ORIGINAL ARTICLE, Sunday, 10:05 a.m. EDT:

On the heels of a U.S. request for Edward Snowden’s extradition, the former National Security Agency contractor and whistle-blower, has reportedly left for a “third country” with the help of WikiLeaks.

According to a statement released by the Hong Kong government, Snowden was able to leave the Chinese city because the U.S. extradition request did not comply with Hong Kong’s domestic laws, adding that “there is no legal basis to restrict Mr Snowden from leaving Hong Kong.” The statement said Snowden left of “his own accord for a third country through a lawful and normal channel.”

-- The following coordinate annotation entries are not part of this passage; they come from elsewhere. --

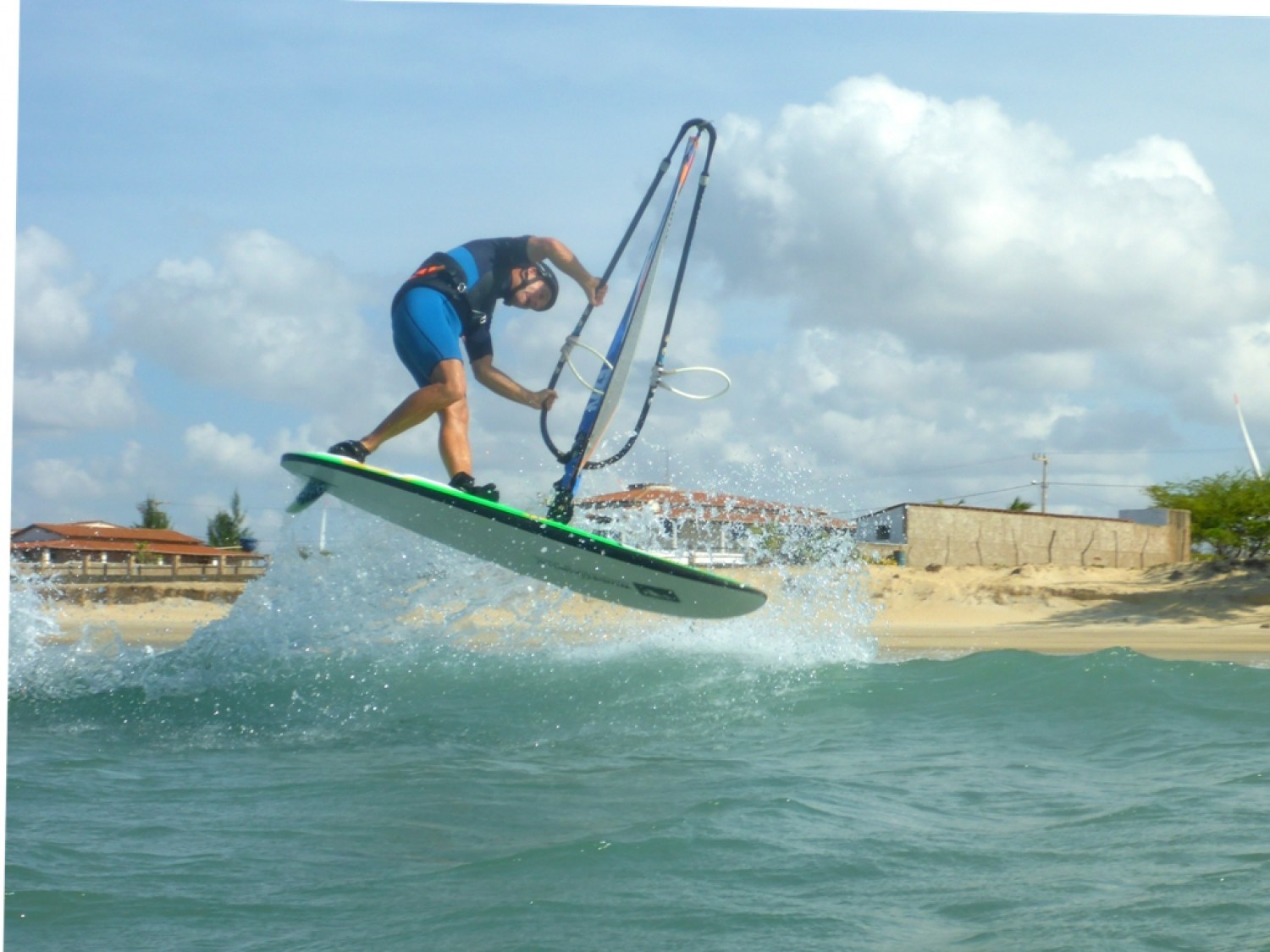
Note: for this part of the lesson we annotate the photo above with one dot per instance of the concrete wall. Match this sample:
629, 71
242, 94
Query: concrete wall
965, 536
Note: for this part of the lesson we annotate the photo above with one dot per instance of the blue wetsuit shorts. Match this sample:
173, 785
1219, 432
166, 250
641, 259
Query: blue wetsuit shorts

Russia’s ITAR-Tass news agency citing an unnamed Aeroflot airline official who said that Snowden was en route to Moscow, after which he would proceed to Cuba on Monday, before traveling to Venezuela, which could be his final destination. The WikiLeaks organization tweeted that Snowden was “over Russian air space” and later said in a statement that he was bound for a “democratic nation via a safe route for the purpose of asylum.”

Hong Kong’s government did not confirm the country where Snowden was headed, although many had earlier suspected it would be Iceland.

Snowden had previously talked about Iceland as an ideal destination to seek asylum. According to the Telegraph, a businessman in Iceland who has claimed association with Julian Assange’s WikiLeaks organization has said a chartered plane would be made available to take Snowden to Iceland.

Snowden fled Hong Kong after U.S. federal prosecutors announced criminal charges against him Friday. Charges include espionage, theft, “unauthorized communication of national defense information” and “willful communication of classified communications intelligence information to an unauthorized person.” According to the New York Times, Snowden could serve a maximum of 30 years should he be convicted of all three charges.

Hong Kong, a part of China, operates under a “one country, two systems” arrangement, allowing the island territory to handle the case semiautonomously, apart from mainland China’s central government. Because of this circumstance, Snowden could have potentially sought asylum in Hong Kong, especially because Hong Kong asylum laws are currently in disarray due to two high-profile changes to its refugee laws made by the territory's highest courts.